Em outros casos, embora não haja nenhuma dúvida quanto à legitimidade dos protestos em defesa de direitos sociais, é imperativo que não sejam toleradas condutas criminosas durante esses eventos. Por exemplo, a recente decretação de prisão preventiva a manifestantes envolvidos em atos durante a privatização da Sabesp, ainda que posteriormente tenha havido a concessão de habeas corpus, ressalta a importância de uma análise cuidadosa das circunstâncias para determinar a legalidade das ações de civis em manifestações.

Em última análise, a garantia do direito à manifestação requer um equilíbrio entre a liberdade de expressão e a proteção de outros interesses jurídicos fundamentais, como o zelo ao patrimônio público e a proteção à vida, ao corpo e às demais liberdades individuais.

A aplicação da lei em diferentes estados do Brasil segue uma abordagem uniforme, uma vez que o direito à livre manifestação alcança índole constitucional e é também respaldada por legislação federal.
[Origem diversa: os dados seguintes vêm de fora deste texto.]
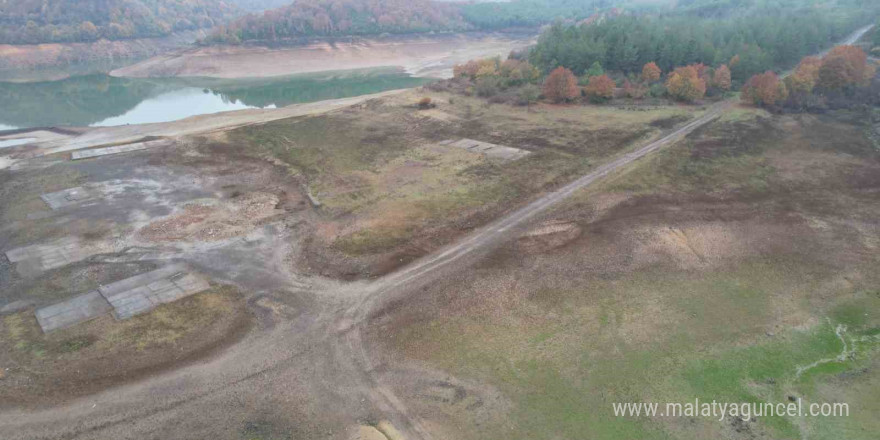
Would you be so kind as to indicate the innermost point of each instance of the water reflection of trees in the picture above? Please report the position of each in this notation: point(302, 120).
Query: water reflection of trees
point(90, 99)
point(76, 101)
point(298, 90)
Embora os juízes possuam o livre convencimento motivado em suas decisões, o qual lhes permite julgar de acordo com sua convicção, eles estão sujeitos à aplicação de decisões vinculantes, que obrigam todo o Poder Judiciário, o que diminui substancialmente a margem para que eventuais decisões autoritárias e não embasadas na legislação possam ser proferidas.

A uniformização visa a garantir a coerência e a equidade no sistema judiciário, evitando que situações semelhantes às do 8 de janeiro de 2023 sejam tratadas de forma divergente.

Portanto, mesmo que possa haver diferentes interpretações em vários tribunais brasileiros, a tendência é de uniformização dos julgamentos para evitar disparidades na aplicação da lei.

Entendendo a Lei nº 14.197/2021

A Lei nº 14.197/2021 não endossa, em hipótese alguma, a criminalização dos protestos legítimos — seu propósito é justamente proteger a própria existência do Estado democrático de direito, de modo a garantir a efetivação dos direitos fundamentais. Ao contrário de algumas abordagens adotadas em outros países, a tradição jurídica brasileira ressalta a relevância da resolução dos possíveis conflitos entre princípios e direitos fundamentais, o que decorre da natureza analítica e extensa da Constituição.

Portanto, essa lei representa um avanço significativo na proteção do Estado democrático de direito e na contenção de movimentos que buscam miná-lo, sendo de extrema relevância para o contexto jurídico brasileiro. Os dispositivos adicionados ao Código Penal pela Lei nº 14.197/2021 são diretos e precisos a promover a devida responsabilização contra qualquer ato que ameace o Estado democrático de direito e suas instituições, inclusive criminalizando possíveis interferências no processo eleitoral.

Nesse sentido, há pouco a se discutir em relação a aspectos que precisariam de melhorias, especialmente porque a legislação tem sido objeto de debates contínuos e profundos perante a Corte Constitucional. O STF tem consolidado a interpretação final das normas incorporadas ao ordenamento jurídico nacional pela Lei nº 14.197/2021, garantindo uma aplicação coerente e consistente da lei, em consonância com a liberdade de expressão.